Patient’s Name: Matt Foster (Tennessee, USA)

Procedure: VSD closure (Pediatric Cardiology)

Consultant: Dr. V. Kohli

Miranda and Ted Jr. welcomed their third child, another son, Matt, to their family. Matt was a happy baby who appeared to be eating well and growing normally. At his second month pediatrician appointment, the doctor thought she heard a murmur in Matt’s heart and suggested his parents to follow up with a pediatric cardiologist.

Matt’s parents took him to Rainbow Babies Hospital, Tennessee and were shocked to learn that Matt had two cardiac defects.

Matt had an atrial septal defect (ASD), which is a hole between the left and right atriums and a large ventricular septal defect (VSD), which is a hole between his left and right ventricles. As a result of these defects, much of the blood that was supposed to be sent to his body was being sent back to his lungs. His lungs were getting flooded and his heart was working hard to get blood out to his body.

Matt was immediately admitted to the hospital. Shortly after Matt was admitted to the hospital, he began to show typical symptoms of VSD including lack of energy and visibly labored breathing. Within three weeks, Sean went from the 50th percentile in weight to the third. Doctors needed to act quickly.

Doctor’s continued to monitor Sean’s health and decided that they would surgically place a patch in Matt’s ventricle that would permanently repair the hole. Unfortunately, Matt developed Respiratory Syncytial Virus (RSV) a serious respiratory illness that affects children. The RSV prevented Matt from being strong enough for surgery because he would not be able to tolerate the heart lung bypass machine that would function for his heart and lungs during the surgery.

But there was only one concern. Ted’s insurance policy doesn’t cover Matt. If the life saving procedure would have performed, it could cost too high to Miranda and Ted to afford.

Ted had no options but to sell his house to save Matt’s life. Miranda had also applied for the loan but seemed to be working fine. In the rage of disappointment, Miranda started looking for help on the web. She requested people to donate money for her son’s surgery. One day Miranda watched ‘60 Minute’ on television and saw the story of a few Americans who went India, to Apollo Hospital and saved almost 10times the money had spent in India.

Miranda remembers that day as one of the pleasant days when she found the hope for her son. She reached karmal.org and sent Matt’s reports to them. In an hour she received a call from a pediatric cardiosurgeon from Apollo Hospital, New Delhi. Dr. Vikas Kohli described Matt’s condition as critical that required ASD, VSD closure as soon as possible. Karmal made the travel arrangements for Matt and his parents. An air ambulance was required for Matt to come to India. Karmal representative, Alok, expedite the process of booking an air ambulance from Tennessee to New Delhi, India.
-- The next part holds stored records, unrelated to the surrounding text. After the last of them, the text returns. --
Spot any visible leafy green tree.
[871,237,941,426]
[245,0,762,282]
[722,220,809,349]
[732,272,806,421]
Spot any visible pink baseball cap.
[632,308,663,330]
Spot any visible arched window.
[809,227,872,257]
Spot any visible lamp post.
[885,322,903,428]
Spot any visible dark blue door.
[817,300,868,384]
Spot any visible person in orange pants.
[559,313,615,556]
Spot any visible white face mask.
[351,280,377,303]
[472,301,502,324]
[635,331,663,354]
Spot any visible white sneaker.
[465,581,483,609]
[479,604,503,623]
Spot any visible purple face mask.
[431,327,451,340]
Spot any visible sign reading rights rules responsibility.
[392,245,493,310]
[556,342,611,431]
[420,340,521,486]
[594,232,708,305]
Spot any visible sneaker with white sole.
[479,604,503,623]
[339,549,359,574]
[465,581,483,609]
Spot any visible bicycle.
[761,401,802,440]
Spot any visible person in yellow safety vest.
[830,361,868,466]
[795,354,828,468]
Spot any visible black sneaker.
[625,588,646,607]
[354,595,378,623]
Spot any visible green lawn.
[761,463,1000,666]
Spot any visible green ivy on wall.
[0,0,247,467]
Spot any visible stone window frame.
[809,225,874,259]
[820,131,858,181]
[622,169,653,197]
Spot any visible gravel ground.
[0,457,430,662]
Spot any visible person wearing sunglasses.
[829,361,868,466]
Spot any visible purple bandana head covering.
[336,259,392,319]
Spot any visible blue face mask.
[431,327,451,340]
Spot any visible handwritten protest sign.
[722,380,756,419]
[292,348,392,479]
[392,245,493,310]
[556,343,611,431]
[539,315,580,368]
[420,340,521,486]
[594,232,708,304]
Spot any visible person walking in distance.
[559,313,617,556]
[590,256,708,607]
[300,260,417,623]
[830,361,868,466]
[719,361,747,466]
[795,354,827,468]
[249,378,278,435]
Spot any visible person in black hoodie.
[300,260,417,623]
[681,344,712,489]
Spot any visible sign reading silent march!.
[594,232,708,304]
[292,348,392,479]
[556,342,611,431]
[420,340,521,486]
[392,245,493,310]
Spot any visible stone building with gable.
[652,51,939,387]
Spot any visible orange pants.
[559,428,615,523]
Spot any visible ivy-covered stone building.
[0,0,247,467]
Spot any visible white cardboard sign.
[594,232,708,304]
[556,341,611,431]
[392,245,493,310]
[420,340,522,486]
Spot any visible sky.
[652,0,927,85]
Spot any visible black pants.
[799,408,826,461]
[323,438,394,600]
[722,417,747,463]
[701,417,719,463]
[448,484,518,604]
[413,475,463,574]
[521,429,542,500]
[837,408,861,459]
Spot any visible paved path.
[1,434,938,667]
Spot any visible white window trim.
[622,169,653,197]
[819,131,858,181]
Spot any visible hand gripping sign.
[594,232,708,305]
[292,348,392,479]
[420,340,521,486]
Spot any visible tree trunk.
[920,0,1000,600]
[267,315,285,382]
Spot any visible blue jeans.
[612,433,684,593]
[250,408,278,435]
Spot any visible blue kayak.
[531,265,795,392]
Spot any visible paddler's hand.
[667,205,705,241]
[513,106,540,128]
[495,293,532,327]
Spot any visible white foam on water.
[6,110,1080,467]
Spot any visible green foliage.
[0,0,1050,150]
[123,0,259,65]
Matt and his family reached Apollo Hospital after three days of Miranda’s initial conversation with Dr. Kohli and Alok. The cardiac surgery package offered to Matt was of USD19630, that included the air fare of the air ambulance, 12days stay in India and the cost of the surgeries and medicines.

Dr. Kohli and his team started their work. While still open chest surgery, it did not require the heart lung machine. After the surgery, Matt spent about a week in intensive care and 5days in the hospital.

Miranda said that throughout his hospitalization, the team at Apollo Hospital was fantastic to her entire family. “When we brought Sam our eldest son to visit Matt, the nurses would unhook Matt from as many machines has he could tolerate for half an hour and they would take Sam to the play room. The entire nursing staff and the doctors used to speak good English. We were served with good American cuisine everyday. Everybody was very helping, especially Alok, who made our travel arrangements, booked appointments for us and made sure that we were not bothered of anything except my son’s health. Alok took the burden of 1/3 of my worries. It really made a huge difference to our family to have everyone recognize that the entire family was going through this experience, not just Matt.”

Within six days, Matt was home and doing well. He continued to gain weight, had learned to crawl and is still developing a wonderful personality. While his actual first birthday occurred during his recovery from the surgery, his parents are planning a large and celebratory first birthday party for him.

“I just can’t say enough about how wonderful the doctors, nurses, Alok & Karmal are” said Miranda. “We were just completely impressed from one end to the other of all the care and attention we received. Everyone just led us from one thing to the next, We were never left to fend for ourselves.”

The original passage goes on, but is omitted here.